What is Hypothesis Testing and how do we use it?

Actually, you already use it

Suppose you meet someone for the first time, and they tell you that they can run at 10 km per hour (or just under 7 miles per hour, for those three nations that still use this system). 

    Hint: average top running speed women ~ 10km/hr, and men ~ 12.8km/hr

You might think, okay, that's close to average; that sounds reasonable. 

Now if they said they can run as fast as 30km/hr. Now that's a bit of a stretch.

The average professional sprinter could sustain speeds of 24km/hr, so 30km/hr is improbable, but not impossible since Usain Bolt tops out at a whopping 44km/hr during his Olympic record run. 

Some people might say, nahhh, that's too far a stretch, but you might choose to believe them for now. 

But if they said they could reach more than 50km/hr. Is it possible? Sure, they might be a hidden Olympic record-shattering machine, an athletic monster like nothing the world has seen before, but at this point, the chances are so slim that you'd reason, that at this point, they're just screwing with you. 

So, as humans, we have a general idea of how to tell the truth apart from lies. You start with some baseline, like knowing that average running speeds, and if they are within a reasonable range from the average, you say, okay, that's probable and I'll believe that. If they are wayyy off, like 50km/hr, then you could pretty confidently deduce that they are not telling the truth. 

But the question is, how far off do they need to be from the average for you to no longer believe them? Like in the story, 30km/hr is much faster than the average, but people have achieved speeds above that. So, in that case, should you still believe them?

Let's just say, suppose we managed to collect the top running speeds of everyone in the world. And suppose more than 10% of the population can run at or faster than 30km/hr. Then, technically, if you were to random pluck a person out of everyone in the world, then there's a 10% chance that this person could, in fact, reach speeds of 30km/hr. 

You might say, that's quite a small chance. But as statisticians, we like to be really sure before we start challenging their statement. To us, 10% chance is still a decently high chance as far as we're concerned. 

So what is considered too small of a chance? Collectively, we've decided, 5%. So, if less than 5% of the world can run at or over 30km/hr, then at random, there would less than a 5% chance that you would find someone who could reach that pace. That, we say, is too improbable for us to believe that the person you're talking to just so happens to be part of that small 5% of people with extraordinary running abilities. It's much more likely, with a chance 95% in fact, that the person cannot reach that speed. 

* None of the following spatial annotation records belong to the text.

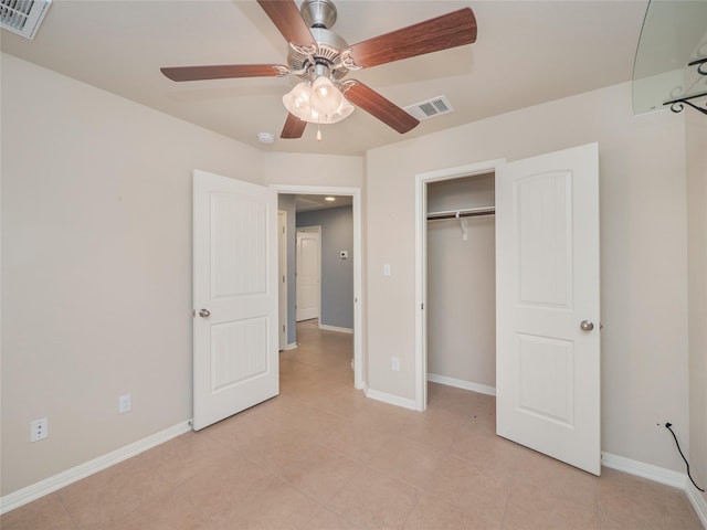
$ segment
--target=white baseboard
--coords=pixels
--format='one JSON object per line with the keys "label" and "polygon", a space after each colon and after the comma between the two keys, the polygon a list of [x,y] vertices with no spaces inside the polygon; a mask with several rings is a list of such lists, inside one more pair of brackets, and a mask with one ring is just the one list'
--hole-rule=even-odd
{"label": "white baseboard", "polygon": [[601,465],[630,475],[635,475],[636,477],[647,478],[655,483],[665,484],[666,486],[686,489],[687,475],[684,473],[673,471],[671,469],[665,469],[664,467],[645,464],[639,460],[632,460],[631,458],[612,455],[611,453],[601,454]]}
{"label": "white baseboard", "polygon": [[612,455],[611,453],[601,454],[601,464],[602,466],[610,467],[619,471],[647,478],[648,480],[654,480],[656,483],[684,490],[688,500],[693,505],[693,508],[695,508],[703,527],[707,530],[707,500],[705,500],[705,497],[697,490],[697,488],[695,488],[695,486],[693,486],[687,474],[673,471],[672,469],[665,469],[664,467],[645,464],[639,460],[632,460],[631,458]]}
{"label": "white baseboard", "polygon": [[472,383],[461,379],[447,378],[446,375],[440,375],[436,373],[428,373],[428,381],[432,383],[446,384],[447,386],[455,386],[457,389],[471,390],[472,392],[478,392],[479,394],[496,395],[496,389],[493,386]]}
{"label": "white baseboard", "polygon": [[338,331],[339,333],[354,335],[354,328],[339,328],[337,326],[328,326],[326,324],[320,324],[319,329],[324,329],[325,331]]}
{"label": "white baseboard", "polygon": [[152,434],[146,438],[134,442],[125,447],[120,447],[107,455],[99,456],[93,460],[80,464],[76,467],[72,467],[65,471],[62,471],[53,477],[45,478],[39,483],[27,486],[22,489],[18,489],[11,494],[0,498],[0,513],[7,513],[10,510],[27,505],[33,500],[44,497],[57,489],[76,483],[82,478],[86,478],[95,473],[102,471],[110,466],[114,466],[123,460],[138,455],[147,449],[151,449],[165,442],[168,442],[180,434],[184,434],[191,431],[191,420],[188,422],[179,423],[173,427],[166,428],[159,433]]}
{"label": "white baseboard", "polygon": [[[700,484],[700,486],[703,486]],[[693,483],[687,480],[687,487],[685,488],[685,492],[687,494],[687,498],[689,499],[693,508],[697,512],[697,517],[703,523],[703,527],[707,529],[707,499],[705,499],[705,495],[700,492]]]}
{"label": "white baseboard", "polygon": [[363,385],[363,392],[366,393],[366,396],[370,398],[371,400],[382,401],[383,403],[402,406],[403,409],[410,409],[411,411],[418,410],[418,407],[415,406],[415,400],[408,400],[399,395],[379,392],[378,390],[371,390],[366,384]]}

Can we still be wrong? Yes, but the chances are so low that, at this point, we conclude that he's not telling the truth. 

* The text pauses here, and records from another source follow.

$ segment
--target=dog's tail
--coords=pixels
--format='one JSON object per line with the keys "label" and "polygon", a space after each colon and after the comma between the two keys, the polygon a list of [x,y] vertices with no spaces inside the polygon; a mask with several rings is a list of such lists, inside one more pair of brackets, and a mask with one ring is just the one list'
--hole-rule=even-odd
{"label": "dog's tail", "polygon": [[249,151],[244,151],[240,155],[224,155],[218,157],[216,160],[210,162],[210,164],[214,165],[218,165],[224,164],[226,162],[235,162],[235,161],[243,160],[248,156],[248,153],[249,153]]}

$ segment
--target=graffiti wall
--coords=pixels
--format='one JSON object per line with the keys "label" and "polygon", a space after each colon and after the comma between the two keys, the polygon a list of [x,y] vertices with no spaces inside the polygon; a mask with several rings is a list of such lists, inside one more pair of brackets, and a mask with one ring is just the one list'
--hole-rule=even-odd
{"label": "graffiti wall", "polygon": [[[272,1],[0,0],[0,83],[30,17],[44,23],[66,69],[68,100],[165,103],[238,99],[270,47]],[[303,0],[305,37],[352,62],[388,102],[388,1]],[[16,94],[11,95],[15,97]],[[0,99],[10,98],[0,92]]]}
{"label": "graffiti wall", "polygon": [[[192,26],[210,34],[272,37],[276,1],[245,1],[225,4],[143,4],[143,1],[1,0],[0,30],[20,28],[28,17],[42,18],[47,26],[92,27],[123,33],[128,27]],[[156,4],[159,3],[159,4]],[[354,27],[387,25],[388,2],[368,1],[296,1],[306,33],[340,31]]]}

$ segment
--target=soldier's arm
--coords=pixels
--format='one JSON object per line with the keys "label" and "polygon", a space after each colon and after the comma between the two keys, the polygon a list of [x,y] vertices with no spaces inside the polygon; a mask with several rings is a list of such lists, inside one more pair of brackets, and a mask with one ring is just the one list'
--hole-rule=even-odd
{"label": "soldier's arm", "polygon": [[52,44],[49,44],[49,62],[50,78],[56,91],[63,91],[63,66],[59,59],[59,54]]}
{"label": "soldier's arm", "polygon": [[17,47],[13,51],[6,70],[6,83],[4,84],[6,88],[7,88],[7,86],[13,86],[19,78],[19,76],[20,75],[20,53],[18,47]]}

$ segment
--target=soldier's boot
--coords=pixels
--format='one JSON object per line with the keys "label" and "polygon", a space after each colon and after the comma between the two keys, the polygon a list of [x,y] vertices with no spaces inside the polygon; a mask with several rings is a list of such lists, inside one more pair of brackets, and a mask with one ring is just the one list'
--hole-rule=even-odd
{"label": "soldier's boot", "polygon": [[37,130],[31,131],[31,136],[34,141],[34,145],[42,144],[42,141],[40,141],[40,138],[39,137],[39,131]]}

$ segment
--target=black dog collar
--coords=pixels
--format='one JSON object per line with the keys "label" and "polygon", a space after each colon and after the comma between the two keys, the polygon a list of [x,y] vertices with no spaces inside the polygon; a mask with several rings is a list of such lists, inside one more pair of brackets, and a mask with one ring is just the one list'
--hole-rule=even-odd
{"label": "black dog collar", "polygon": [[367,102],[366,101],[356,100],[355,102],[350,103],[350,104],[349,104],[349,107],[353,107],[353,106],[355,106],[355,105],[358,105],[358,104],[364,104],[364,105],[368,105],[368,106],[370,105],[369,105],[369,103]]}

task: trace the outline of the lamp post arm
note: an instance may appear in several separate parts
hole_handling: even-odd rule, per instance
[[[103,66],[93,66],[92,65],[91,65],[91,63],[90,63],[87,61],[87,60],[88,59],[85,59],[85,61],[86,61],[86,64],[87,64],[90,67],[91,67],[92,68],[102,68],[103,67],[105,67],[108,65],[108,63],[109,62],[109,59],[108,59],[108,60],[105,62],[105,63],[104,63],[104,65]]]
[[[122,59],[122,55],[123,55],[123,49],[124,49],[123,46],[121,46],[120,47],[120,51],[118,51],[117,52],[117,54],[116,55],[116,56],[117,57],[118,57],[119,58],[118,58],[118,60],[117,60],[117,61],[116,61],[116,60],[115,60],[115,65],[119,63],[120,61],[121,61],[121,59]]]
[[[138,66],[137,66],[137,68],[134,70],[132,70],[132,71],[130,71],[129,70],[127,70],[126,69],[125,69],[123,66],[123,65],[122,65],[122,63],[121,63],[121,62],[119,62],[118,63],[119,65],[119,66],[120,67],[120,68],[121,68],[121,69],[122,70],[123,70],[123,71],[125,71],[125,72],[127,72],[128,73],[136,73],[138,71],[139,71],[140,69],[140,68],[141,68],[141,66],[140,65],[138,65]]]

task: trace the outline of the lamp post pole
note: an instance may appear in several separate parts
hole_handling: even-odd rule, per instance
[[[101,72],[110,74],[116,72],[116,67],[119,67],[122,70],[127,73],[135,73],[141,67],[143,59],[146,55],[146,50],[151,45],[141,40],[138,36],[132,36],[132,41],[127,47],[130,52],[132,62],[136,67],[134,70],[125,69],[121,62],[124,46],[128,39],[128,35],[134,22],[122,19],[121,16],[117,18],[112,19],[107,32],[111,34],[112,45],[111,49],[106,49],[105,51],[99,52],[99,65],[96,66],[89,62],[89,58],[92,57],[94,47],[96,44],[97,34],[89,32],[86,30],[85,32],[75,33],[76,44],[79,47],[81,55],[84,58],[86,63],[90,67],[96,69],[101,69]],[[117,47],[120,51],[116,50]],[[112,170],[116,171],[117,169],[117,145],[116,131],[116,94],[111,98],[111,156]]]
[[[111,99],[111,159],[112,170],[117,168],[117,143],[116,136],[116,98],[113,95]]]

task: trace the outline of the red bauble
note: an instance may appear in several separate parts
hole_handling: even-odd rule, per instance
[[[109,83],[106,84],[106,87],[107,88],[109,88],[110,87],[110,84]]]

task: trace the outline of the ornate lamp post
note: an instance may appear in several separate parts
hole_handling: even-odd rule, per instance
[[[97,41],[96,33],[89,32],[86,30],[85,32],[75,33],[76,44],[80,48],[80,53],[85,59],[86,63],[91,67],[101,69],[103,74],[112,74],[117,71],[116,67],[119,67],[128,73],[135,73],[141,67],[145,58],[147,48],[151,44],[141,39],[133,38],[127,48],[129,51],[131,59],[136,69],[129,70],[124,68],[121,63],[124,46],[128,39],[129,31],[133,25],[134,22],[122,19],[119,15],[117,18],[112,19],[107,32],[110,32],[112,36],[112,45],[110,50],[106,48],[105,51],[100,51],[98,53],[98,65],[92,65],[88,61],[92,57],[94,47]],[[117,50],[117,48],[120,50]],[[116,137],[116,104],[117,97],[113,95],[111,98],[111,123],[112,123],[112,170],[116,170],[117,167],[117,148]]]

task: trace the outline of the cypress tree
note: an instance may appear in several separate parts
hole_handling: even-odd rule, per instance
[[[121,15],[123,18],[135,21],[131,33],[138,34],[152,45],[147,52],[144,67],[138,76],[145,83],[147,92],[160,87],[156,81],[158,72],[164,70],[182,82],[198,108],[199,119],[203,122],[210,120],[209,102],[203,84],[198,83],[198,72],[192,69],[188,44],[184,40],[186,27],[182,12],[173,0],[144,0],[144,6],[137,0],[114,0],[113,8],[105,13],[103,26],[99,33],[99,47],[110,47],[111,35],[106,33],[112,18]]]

Let me tell you about Benjamin

When I was little, I had a friend named Benjamin. I'd go over to his house every day during summer vacation to play his NES. Best time of my life. But every day, after about an hour of gaming, we'd get thirsty, so one of us had to run to a convenience store about 10 minutes away. With the scorching sun outside, none of us were eager to leave the nicely air-conditioned room. So, to decide who would make the run, Benjamin proposed we flip a coin. If Heads it's me; tails it's him. 

Heads. Aww shoot. Alright. So I ran and got us two sodas. 
Next day. 
Heads. Just my luck. I went to get some sodas.
Next day. Heads. Fine. Got some sodas.

Over the span of 10 days, this coin landed on heads nine of the ten times. At this point, I thought, bro, this can't be a fair coin, right? Gotta be a trick coin. Now, without an understanding of the materials used to make the coin, or a way to check whether the coin is weighted in a certain way, how could I possibly prove that the coin was not fair? Perhaps, I thought, it is fair, and I was just unlucky. 

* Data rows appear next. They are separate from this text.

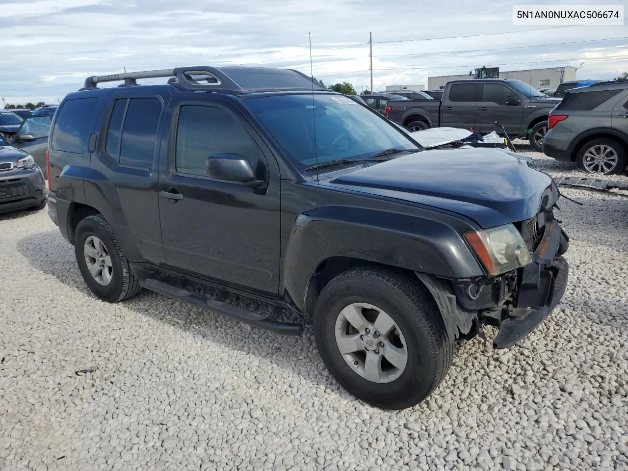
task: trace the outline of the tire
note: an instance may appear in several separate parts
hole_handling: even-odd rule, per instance
[[[530,145],[532,148],[537,152],[543,153],[543,138],[548,132],[548,122],[541,121],[537,122],[532,127],[532,132],[529,134]]]
[[[605,155],[604,160],[595,162],[595,158]],[[598,175],[622,174],[626,168],[626,151],[612,139],[600,138],[583,145],[576,156],[578,168],[587,173]]]
[[[360,311],[361,304],[375,309],[362,308]],[[377,310],[380,312],[372,322],[371,316]],[[360,334],[355,337],[355,332],[360,331],[355,328],[351,331],[352,326],[349,326],[350,331],[344,330],[345,319],[342,313],[356,311],[364,313],[365,317],[363,318],[371,325],[371,333],[363,340]],[[401,335],[394,338],[381,335],[377,338],[386,344],[376,342],[376,345],[385,347],[381,352],[369,350],[369,337],[372,339],[377,335],[375,331],[379,328],[377,319],[381,311],[392,320]],[[453,342],[449,340],[438,308],[425,288],[418,280],[379,267],[355,268],[332,279],[317,300],[313,330],[318,351],[332,375],[354,396],[382,409],[405,409],[427,398],[443,381],[453,355]],[[362,333],[365,332],[361,331]],[[392,328],[391,332],[392,335],[398,330]],[[337,340],[338,335],[343,340],[350,340],[352,347],[349,350],[356,348],[352,347],[354,342],[363,342],[364,349],[343,355]],[[387,361],[392,352],[389,347],[393,342],[396,342],[394,346],[405,349],[406,363],[403,370]],[[372,343],[370,346],[372,347]],[[365,377],[367,359],[373,354],[386,359],[376,364],[379,373],[385,365],[388,369],[381,374],[379,382]]]
[[[46,207],[46,198],[44,198],[41,201],[39,202],[39,204],[36,204],[35,206],[31,206],[28,208],[30,211],[39,211]]]
[[[423,129],[429,129],[430,125],[425,121],[416,121],[408,123],[406,127],[414,133],[416,131],[423,131]]]
[[[100,245],[96,242],[97,241],[104,246],[104,250],[100,252],[106,254],[107,256],[102,259],[105,264],[100,274],[95,276],[90,272],[86,259],[86,253],[89,256],[93,252],[87,252],[86,243],[90,247],[96,247],[97,251],[97,246]],[[102,216],[89,216],[78,223],[74,237],[74,252],[83,279],[92,293],[103,301],[117,303],[135,296],[141,289],[129,267],[129,262],[120,248],[111,226]],[[108,264],[106,261],[107,256]],[[92,260],[99,263],[96,258],[90,257],[90,263]],[[106,271],[110,274],[106,276]],[[106,283],[107,279],[109,283]]]

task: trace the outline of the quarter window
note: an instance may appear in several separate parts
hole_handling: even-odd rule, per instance
[[[67,100],[57,111],[50,145],[56,151],[84,154],[87,150],[89,130],[100,98]]]

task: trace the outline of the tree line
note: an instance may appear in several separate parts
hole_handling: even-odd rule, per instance
[[[334,92],[338,92],[338,93],[342,93],[345,95],[357,95],[357,92],[355,91],[355,87],[348,82],[343,82],[342,84],[334,84],[333,85],[325,85],[325,83],[322,80],[319,80],[315,77],[314,80],[318,82],[323,87],[329,89],[330,90],[333,90]],[[360,95],[370,95],[371,91],[370,90],[364,90],[360,93]]]

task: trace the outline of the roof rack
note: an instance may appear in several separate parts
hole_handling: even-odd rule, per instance
[[[247,75],[256,74],[259,74],[259,77],[263,75],[264,76],[264,80],[259,80],[259,84],[263,82],[264,86],[249,87],[247,89],[236,83],[236,81],[229,76],[234,75],[246,83],[250,81],[250,79],[247,80]],[[271,77],[269,82],[269,77]],[[139,85],[138,84],[139,79],[160,77],[169,77],[168,84],[175,85],[184,90],[226,92],[239,94],[249,93],[252,90],[295,90],[310,87],[327,90],[311,77],[292,69],[244,66],[218,68],[206,65],[125,72],[110,75],[93,75],[85,79],[85,85],[81,90],[97,89],[98,84],[107,82],[123,81],[124,83],[118,85],[119,87],[135,87]]]

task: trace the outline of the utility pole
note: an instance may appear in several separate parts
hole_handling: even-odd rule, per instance
[[[371,57],[371,92],[375,93],[373,90],[373,33],[371,31],[369,33],[369,44],[371,46],[371,53],[369,56]]]

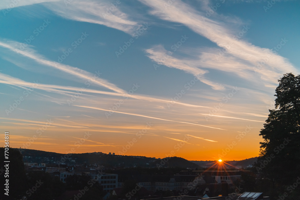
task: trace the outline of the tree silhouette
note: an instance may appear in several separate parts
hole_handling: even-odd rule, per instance
[[[300,75],[284,74],[275,90],[275,109],[260,136],[256,169],[280,185],[292,183],[300,175]]]

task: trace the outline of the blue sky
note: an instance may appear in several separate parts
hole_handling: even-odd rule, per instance
[[[3,131],[12,147],[64,153],[257,156],[278,79],[299,74],[299,8],[296,1],[2,1]]]

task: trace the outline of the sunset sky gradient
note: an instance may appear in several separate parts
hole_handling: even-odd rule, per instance
[[[300,66],[300,2],[274,2],[2,1],[2,131],[64,154],[257,156]]]

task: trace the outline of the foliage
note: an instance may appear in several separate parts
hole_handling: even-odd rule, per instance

But what I can do, is toss a coin 10 times myself and see how probable 9/10 heads was. 
This is the same ideas as getting data on everyone's running speeds, and seeing how likely or unlikely 30km/hr speed is. 

So, what I did was, I tossed a fair coin 10 times, saw that heads appeared 6 times, and wrote that down. 
Then I repeated that 5 more runs, so a total of 50 tosses, where run I would toss the coin 10 times and write down how many times heads appeared. This left me with these results, 6 times, 5 times, 6 times, 4 times, 3 times, and 7 times. 
Then I realized, wait, I why do this physically when I could just simulate coin tosses. 

So I did, 10,000 times, with this following snippet, and threw it into a histogram. 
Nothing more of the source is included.